Hi everyone! Thanks for coming to my talk. Today I'm going to be talking about zero dependency testing with Node.js, which essentially means that you can start writing your unit tests, integration tests, without having to install anything from NPM.
So before getting into the the nature of Node's new test runner, I wanted to talk a little bit about why a test runner was desired in the first place. So almost all projects need a test runner. So whether you're building an application or a module that you're planning to publish on NPM or whatever, if you're planning to have other people use your code, you almost certainly need tests for it. And then Node.js for years now has shipped with a really good assertion library that's just import assert. This is the assertion library that I've been using for years now. I like it, so that's one less dependency.
And then most test runners overlap a lot in terms of functionality anyway. So, you know, every test runner runs some tests. They generally have features like timeouts, you know, reporting which tests passed and failed, skipping tests, things like that. So, you know, there are differences, so some test runners are more suited to front-end development, some do things like injecting globals into your code without your knowledge, some execute their tests inside of different contexts, so, you might have surprising results whenever you check for equality and things like that. But, you know, so there are these rough edges, but in general, a lot of test runners have a lot of overlap.
And then on top of that, NPM is just really a dangerous place. There's, you know, over the years, there's been a number of incidents, things like left pad, the colors JS thing, even more recently, the minimist package, which I think has like 50 million downloads or something like that, nothing happened to it on NPM, but the GitHub repository went away. So, all of these third party dependencies that you're taking on come with some risk and some cost. And so, that's just, you know, one reason why having a test runner built in, I feel, is useful. And also, there's just a general trend to have more of these batteries included in the runtimes. So, you know, now Node has a built-in test runner. I'm pretty sure Bun has one, I know Deno has one. So, this is becoming more and more common.
And then, you know, here's my tweet from over a year ago, I believe that Node should ship a test runner and, you know, I feel pretty strongly about that. So, some of the features in the new test runner, you can run the test runner through the CLI interface that has the Node chips now with the dash dash test flag. Or you can actually just execute a standalone file containing tests.
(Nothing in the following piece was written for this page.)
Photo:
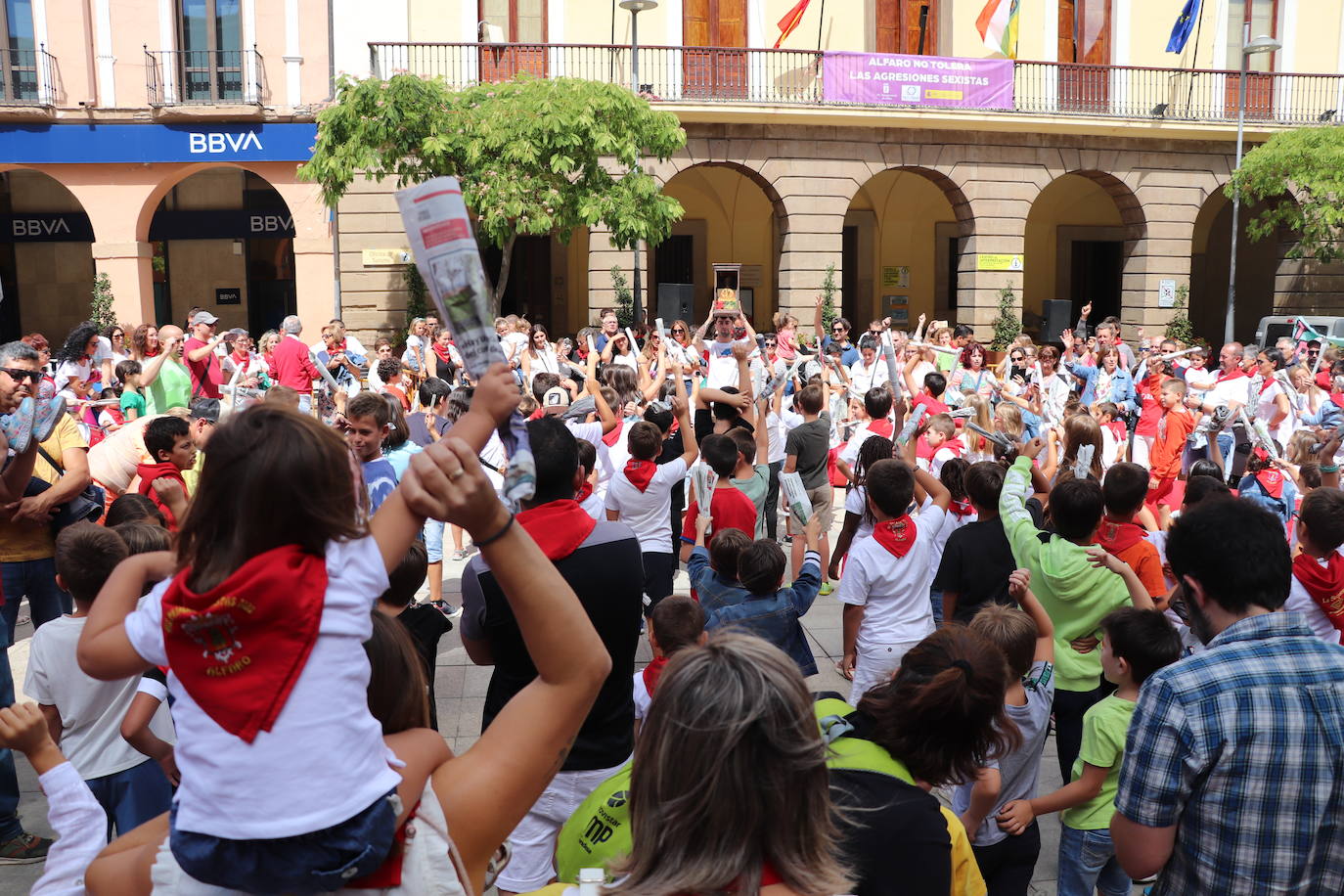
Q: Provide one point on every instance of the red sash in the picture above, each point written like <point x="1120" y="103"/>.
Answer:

So, say you have your file foo.js, you can say Node foo.js and if you're using the test runner in there, it will still just work. When it comes to actually writing tests themselves, there's, you know, we support synchronous code, promises or async await based code. And even, you know, because Node still does have a lot of callback-based APIs, we support callback-based tests as well. If you're coming from a test runner like tap or tape, then we do support test style tests, using the test function. If you're coming from a test runner like Mocha or Jest, we have describe and IT functions. So, under the hood, everything uses test, describe and IT are just kind of implemented on top of test.